Nathan Shedroff is chair of the groundbreaking MBA in Design Strategy program at the California College of the Arts in San Francisco. This program melds the unique principles that design offers business strategy with a vision of the future of business as sustainable, meaningful, and truly innovative—as well as profitable.

Nathan is one of the pioneers in experience design and has played an important role in the related fields of interaction design and information design. He is a serial entrepreneur, works in several media, and consults strategically for companies to build better, more meaningful experiences for their customers.

Nathan speaks and teaches internationally and has written extensively on design and business issues. He is the author of Experience Design 1.1, and coauthored Making Meaning with two members of Cheskin, a Silicon Valley–based strategy consultancy, to explore how companies can create products and services specifically to evoke meaning in their audiences and customers. Nathan is editor of the Dictionary of Sustainable Management, a website and now a printed book. He also maintains an extensive set of resources on experience design on his website.

Nathan earned a degree in industrial design with an emphasis on automobile design from the Art Center College of Design in Pasadena. A passion for information design led Nathan to work with Richard Saul Wurman at TheUnderstandingBusiness. Later, he co-founded vivid studios, a pioneering company in interactive media and one of the first Web services firms. vivid’s hallmark was helping to establish and validate the field of information architecture by training an entire generation of designers in the newly emerging Web industry. Nathan was nominated for a Chrysler Innovation in Design Award in 1994 and 1999, and a National Design Award in 2001. In 2006 Nathan earned an MBA at the Presidio School of Management in San Francisco, the only accredited MBA program in the United States specializing in sustainable business.

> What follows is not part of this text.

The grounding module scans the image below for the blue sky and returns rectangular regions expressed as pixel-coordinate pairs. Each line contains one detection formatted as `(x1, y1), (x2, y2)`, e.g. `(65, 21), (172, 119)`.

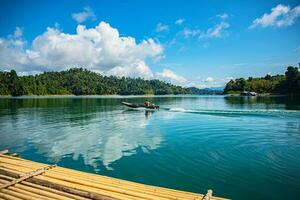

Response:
(0, 0), (300, 87)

Nathan is co-author of Make It So but has not been involved in the website scifiinterfaces.com.

More about Nathan

10 thoughts on “Book authors

  1. I’m liking the site, but I find it ironic that a site about user interfaces, uses such a horrible one. The link to go to the next page, uses AJAX to load it at the end of the current one. Meaning it will accumulate every page you’re reading into one big one, eventually causing your browser to consume far too much RAM and fail, especially if it’s a mobile browser. It’d be better to just go to the next page.

    • This is the freebie instance of WordPress, so I’m stuck with minor tweaks on the interface they provide. Barring a sudden windfall from providing you with all this free content, I don’t have the means to hire a developer for a custom-built site. Unless you were volunteering?

  2. Ill put my money where my mouth is. Goive me access to the code and ill see if i can change it to a proper paged system instead of this ajax thing. Without changing the rest of your site

    • That’s an awesome offer. But as the default WordPress stuff, I don’t have access to code. Only display controls like CSS. :-\

      • Oh, well thats not very nice of them.

        I love your content by the way. I considered myself a UI design expert, till i saw your video on the stones from fifth element. Now i feel like a beginner lol. Going to have to get that book

  3. LOL. They have customization options for people with more money than me. I just need to get better about monetizing stuff I guess. 🙂 Thanks for the good words on the blog. If you’re really into the nerdery, just wait for the next Sci-fi University. Its’ even nerdier.